In pictures where I’m lucky enough to get all five of our children together, I see him smiling between his brothers and I can’t help but wonder what he would have looked like, what interests he’d have had, and whose personality he’d have favored. Since his death, his blanket and photos sit in a shadowbox on a wall in our bedroom — a reminder that, though he’s not with us now, he was a child of God who, though with us briefly physically, is forever ours in our memory and waiting for us in Heaven.

Perseverance and Hope From Suffering and Loss

Years after Marshall’s death, I was diagnosed with cervical cancer, which had to be treated with numerous surgeries just as we were finally nearing the end of a long, protracted overseas adoption of two sisters, which itself then caused years of familial frustrations and struggles. Not long after that, our oldest son was diagnosed with juvenile diabetes.
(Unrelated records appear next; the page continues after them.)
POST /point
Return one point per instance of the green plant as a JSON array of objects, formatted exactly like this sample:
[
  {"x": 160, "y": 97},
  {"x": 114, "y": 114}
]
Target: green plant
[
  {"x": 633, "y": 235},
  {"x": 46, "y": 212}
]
Today, as I watch the specter of COVID-19 cause fear in so many, even people I’ve thought of as essentially fearless, I look back over my life and realize that through all its travails, pains, and losses I’ve gained perspective many others may lack.

Something that kills 48.9 people out of 100,000 (2.3 percent of the population) when I’ve survived cancer, a disease that kills 139.6 people out of 100,000, doesn’t truly scare me. Our oldest son is one of 34.1 million people (13 percent of the population) diagnosed with diabetes, yet he works hard at managing his disease and is healthy and thriving today. I’m among one in 1 million women in the United States whose pregnancies ended in stillbirth, yet, after a rocky start, we brought home another healthy son nearly a year later.

In hindsight, I can see that for every cloud, a silver lining shone through. I found life in Jesus through the death of my son, which instantly reshaped my entire thought process, rearranged my priorities, and allowed me to make sense of my immediate suffering and the exceedingly challenging experiences that later dropped into my lap.

After I began to tell Marshall’s story, I found commiseration and friendship with women who had also lost beloved babies — one of my best friends carried a baby with hydrocephaly to term knowing he would die in her arms after delivery — and I learned to let go of the notion that I could overtly control all aspects of my life.

My fight with cancer allowed me to put to rest the ridiculous notion that I’m somehow entitled to living simply because I was born, that I automatically had a right to live every day, and made me understand how illness could make my body do things I didn’t want it to do.

The years of parental struggle taught me the importance of forgiveness and understanding, the real significance of marriage vows, the concept that two parents are stronger than one, and that selflessness is a harder climb than Mt. Everest on its worst weather day.

For me, it boils down to this: life is a condition that ends in death 100 percent of the time for 100 percent of human beings. There’s no stopping it. It will come whether we’re ready or not, and possibly when we least expect it.

What’s important is how we live our lives during the days, weeks, and years in between. If we allow fear of illness or death to rule our lives, we’ll be unable to learn the lessons we learn through all life’s trials, troubles, and struggles — and isn’t that what makes life worth living?